Kathmandu: Various experts and advocates have called for meticulous reforms in the design and implementation of the Technical Vocational Education and Training (TVET) programs.

At a sharing of findings of four different studies undertaken by the Kathmandu University School of Education (KUSOED) on Sunday, the researchers highlighted reform needs in financing, investment, technical and non-technical skills enhancement, shared incentives and good governance in the operation of the sector.

Presenting the findings of the research ‘Household Financing in TVET in Nepal’, Prof Mahesh Nath Parajuli highlighted that households with limited earning have been bearing higher financial burden for TVET education.

The research was conducted with 385 households across the country, selected through a probability sampling.  According to him, out of total household expenditure, households spent about 11 percent to pay expenses related to TVET education.

The research recommended measures to reduce structural inequalities prohibiting access to TVET; lower household burden to TVET; find cost partners and collaborators in the sector.

Likewise, sharing the findings of another research ‘Skills Gap: Exploring Education-to-Work Transition in Nepal’s Construction Sector’, Associate Prof Dr Prakash C. Bhattarai said skills gap have created multi-fold issues such as widening unemployment, creating difficulties for employers to obtain a skilled workforce.

The study found that graduate employees entered the job market with minimal competencies, including technical and non-technical in the construction sector. The research called for the enhanced role of educational institutions in terms of curricula, pedagogy, assessment; linkage and collaboration with industry sectors and reforms in policy to match the demand side and supply sides of the sector.

KUSOED Head of the Department, Dr Suresh Gautam in his presentations of the research ‘Youth Employment and Income: insights from the 2022 Youth Survey’ underlined the need of skill-based education with quality, relevance, and good governance and realizing and enhancing the social and cultural capital of the trainees.

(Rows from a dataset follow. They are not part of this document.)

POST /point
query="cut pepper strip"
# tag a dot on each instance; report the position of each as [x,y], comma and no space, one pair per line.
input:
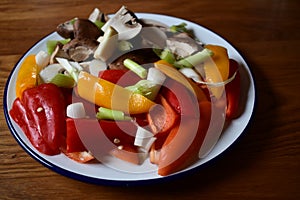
[106,94]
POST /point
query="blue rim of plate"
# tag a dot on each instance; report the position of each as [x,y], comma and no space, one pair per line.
[101,181]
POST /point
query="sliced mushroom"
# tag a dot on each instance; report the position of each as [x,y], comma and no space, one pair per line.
[66,29]
[182,45]
[97,15]
[58,52]
[153,37]
[80,49]
[84,28]
[125,23]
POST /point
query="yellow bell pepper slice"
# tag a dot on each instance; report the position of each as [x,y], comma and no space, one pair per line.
[27,75]
[217,69]
[173,73]
[109,95]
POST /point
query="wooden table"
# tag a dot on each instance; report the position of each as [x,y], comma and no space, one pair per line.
[263,164]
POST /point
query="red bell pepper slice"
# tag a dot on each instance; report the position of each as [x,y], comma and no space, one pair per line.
[183,143]
[233,91]
[41,115]
[180,98]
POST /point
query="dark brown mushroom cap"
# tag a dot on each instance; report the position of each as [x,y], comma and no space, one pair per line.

The research recommended developing an approach, drawing from socio-educational political, economic dynamics, to enhance youth employment and addressing social structure for developing role models of aspirant youth for TVET.

Delivering his presentation to share the findings of the research entitled ‘Local Governments Financing in TVET: A Study of Gandaki Province’, researcher Dr Prakash Kumar Paudel highlighted that TVET budget has been steadily increasing with volume but largely financed with external sources.

According to the research findings, informal/non-formal TVET was found an area of priority; local governments yet to give a priority attention to take role on financing of TVET

Commenting on the presentations of the research papers, education reform advocate Dr Bishnu Karki suggested that they should impart a candid message that TVET involves certain costs but there are opportunities for higher returns rate.

He advocated for the need of adopting the Swiss dual model (both general and technical & vocational education) in Nepal with careful design on incentives for attracting students. It demands engagement of multiple stakeholders, including technical training providers, employers and trainees to promote skill-based employment adopting apprenticeship approaches.

Likewise, Principal Social Sector Specialist of Asian Development Bank, Rudi Van Dael lauded emerging research on TVET in Nepal highlighting that the broader society needs to think towards lowering cost burden in its education in Nepal.

The research was undertaken by KUSOED with support from the Linking Education and Labor Markets (LELAM) project financed by the Swiss Agency for Development and Cooperation (SDC) and the Swiss National Science Foundation (SNSF).